If DOGE were to switch to this method instead — calculating savings based on a contract’s real-life value rather than its maximum theoretical value — it would instantly cut the group’s itemized claims roughly in half.

From a few billion to … $2 trillion?

It’s early yet — but it’s clear from DOGE’s initial rounds of accounting that Musk & Co. still have a long way to go.

If DOGE’s claimed cuts continue at the current (itemized) rate of $35 billion every seven weeks, for example, they would total just $260 billion by March 2026.

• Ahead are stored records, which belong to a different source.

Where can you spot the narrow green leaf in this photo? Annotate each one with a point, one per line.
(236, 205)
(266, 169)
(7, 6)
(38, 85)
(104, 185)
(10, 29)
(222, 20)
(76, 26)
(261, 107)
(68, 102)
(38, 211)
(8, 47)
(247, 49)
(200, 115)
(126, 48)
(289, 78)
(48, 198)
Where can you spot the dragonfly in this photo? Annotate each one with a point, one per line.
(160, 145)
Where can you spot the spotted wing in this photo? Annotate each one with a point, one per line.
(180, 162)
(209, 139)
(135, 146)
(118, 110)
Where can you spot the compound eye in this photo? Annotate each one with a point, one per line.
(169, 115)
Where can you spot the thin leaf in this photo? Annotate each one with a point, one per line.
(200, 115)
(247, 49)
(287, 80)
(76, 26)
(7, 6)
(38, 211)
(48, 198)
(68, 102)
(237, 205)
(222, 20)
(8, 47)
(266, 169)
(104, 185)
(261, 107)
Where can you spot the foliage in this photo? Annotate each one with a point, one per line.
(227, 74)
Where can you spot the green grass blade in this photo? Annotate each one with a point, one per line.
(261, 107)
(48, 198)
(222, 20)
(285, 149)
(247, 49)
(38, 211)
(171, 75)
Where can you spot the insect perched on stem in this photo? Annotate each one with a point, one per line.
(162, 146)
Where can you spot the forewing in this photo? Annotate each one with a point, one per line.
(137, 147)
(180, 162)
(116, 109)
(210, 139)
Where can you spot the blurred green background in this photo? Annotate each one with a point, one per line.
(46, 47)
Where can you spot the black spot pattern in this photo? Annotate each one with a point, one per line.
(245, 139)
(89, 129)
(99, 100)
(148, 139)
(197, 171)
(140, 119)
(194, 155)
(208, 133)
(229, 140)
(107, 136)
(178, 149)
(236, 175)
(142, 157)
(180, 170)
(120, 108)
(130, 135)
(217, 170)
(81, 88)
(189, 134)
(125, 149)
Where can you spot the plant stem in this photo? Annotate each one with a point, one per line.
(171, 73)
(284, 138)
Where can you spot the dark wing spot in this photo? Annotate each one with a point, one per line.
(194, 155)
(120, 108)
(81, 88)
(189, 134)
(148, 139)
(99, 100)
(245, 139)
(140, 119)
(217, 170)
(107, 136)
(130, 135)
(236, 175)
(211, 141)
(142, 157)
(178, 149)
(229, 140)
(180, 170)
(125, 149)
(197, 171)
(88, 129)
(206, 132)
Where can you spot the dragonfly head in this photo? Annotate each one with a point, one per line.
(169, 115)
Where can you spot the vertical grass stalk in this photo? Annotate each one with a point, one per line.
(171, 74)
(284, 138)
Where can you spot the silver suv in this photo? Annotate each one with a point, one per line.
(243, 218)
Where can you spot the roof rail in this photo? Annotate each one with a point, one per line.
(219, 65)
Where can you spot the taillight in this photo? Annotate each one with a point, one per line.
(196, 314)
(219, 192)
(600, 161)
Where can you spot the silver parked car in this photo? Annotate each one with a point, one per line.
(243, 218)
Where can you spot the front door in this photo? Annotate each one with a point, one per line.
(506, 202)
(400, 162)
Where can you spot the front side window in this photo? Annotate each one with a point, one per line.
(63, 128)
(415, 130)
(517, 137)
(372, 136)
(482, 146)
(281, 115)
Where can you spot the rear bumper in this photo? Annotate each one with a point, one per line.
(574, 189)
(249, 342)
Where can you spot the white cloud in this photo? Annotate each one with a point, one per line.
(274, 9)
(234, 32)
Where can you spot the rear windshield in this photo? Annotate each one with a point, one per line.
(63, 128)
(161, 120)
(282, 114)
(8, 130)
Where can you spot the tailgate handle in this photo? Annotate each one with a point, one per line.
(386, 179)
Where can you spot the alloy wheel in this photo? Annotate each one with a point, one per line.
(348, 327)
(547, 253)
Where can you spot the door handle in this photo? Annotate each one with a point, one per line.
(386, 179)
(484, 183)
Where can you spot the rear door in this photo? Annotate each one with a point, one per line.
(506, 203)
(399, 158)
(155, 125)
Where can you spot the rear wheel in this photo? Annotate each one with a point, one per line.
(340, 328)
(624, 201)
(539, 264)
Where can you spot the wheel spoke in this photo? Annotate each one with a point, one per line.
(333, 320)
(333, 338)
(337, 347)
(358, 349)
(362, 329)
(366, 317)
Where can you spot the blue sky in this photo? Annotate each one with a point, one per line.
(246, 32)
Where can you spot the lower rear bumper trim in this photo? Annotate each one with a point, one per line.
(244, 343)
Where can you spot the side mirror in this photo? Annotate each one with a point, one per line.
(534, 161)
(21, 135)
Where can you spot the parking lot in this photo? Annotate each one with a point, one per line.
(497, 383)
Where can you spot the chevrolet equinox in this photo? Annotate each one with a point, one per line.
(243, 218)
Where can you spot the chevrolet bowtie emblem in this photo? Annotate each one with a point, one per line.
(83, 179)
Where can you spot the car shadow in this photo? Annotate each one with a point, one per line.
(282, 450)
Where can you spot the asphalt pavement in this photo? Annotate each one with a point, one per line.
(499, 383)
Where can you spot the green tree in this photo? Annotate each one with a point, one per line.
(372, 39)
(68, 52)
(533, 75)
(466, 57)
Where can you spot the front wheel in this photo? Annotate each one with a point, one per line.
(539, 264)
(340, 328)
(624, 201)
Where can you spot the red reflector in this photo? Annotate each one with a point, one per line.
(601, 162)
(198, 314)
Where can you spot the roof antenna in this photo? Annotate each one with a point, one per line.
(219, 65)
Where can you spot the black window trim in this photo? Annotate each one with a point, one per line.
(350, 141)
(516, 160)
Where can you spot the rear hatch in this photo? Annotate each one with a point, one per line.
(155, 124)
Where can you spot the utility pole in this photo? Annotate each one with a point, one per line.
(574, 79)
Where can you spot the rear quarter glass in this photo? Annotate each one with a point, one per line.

It's possible that DOGE might get some help from congressional Republicans in the months ahead. Seeking to cram Trump's entire agenda into a single budget bill that can survive the Senate with 51 votes through a process known as reconciliation, the House GOP recently passed a package with $2 trillion in cuts — mostly to Medicaid and antipoverty programs.

It's an approach that Trump has endorsed (even though he has also promised not to alter Medicaid).

The problem is that Musk’s deadline is 2026 — and those savings would be spread out over 10 years, not one. The House bill also includes extensions to Trump's 2017 tax cuts that would reduce government revenue by $4 trillion over the next decade, more than offsetting any savings.

Experts say that if the Trump Administration actually wants to slash trillions from the annual federal budget, they will either have to eviscerate sacrosanct defense spending and social-safety net programs that remain popular with the public — things the president has already declared off-limits — or eliminate everything else.

So far, DOGE has barely touched the biggest sources of contract spending in the federal budget, like defense, choosing instead to focus on much smaller areas of investment such as foreign aid, education and programs that promote diversity, equity and inclusion.

"It is completely impossible for DOGE to save $2 trillion," Jessica Riedl, an economist and senior fellow at the Manhattan Institute, a conservative-leaning think tank, recently told CBS. "Two-thirds of the $7 trillion federal budget goes to Social Security, Medicare, defense, veterans and interest on the debt — all of which has been taken off the table by President Trump. Saving $2 trillion would require eliminating nearly every remaining federal program."

Unfortunately, Riedl continued, “DOGE has no legal or constitutional authority to cut this spending; Congress must pass a law.”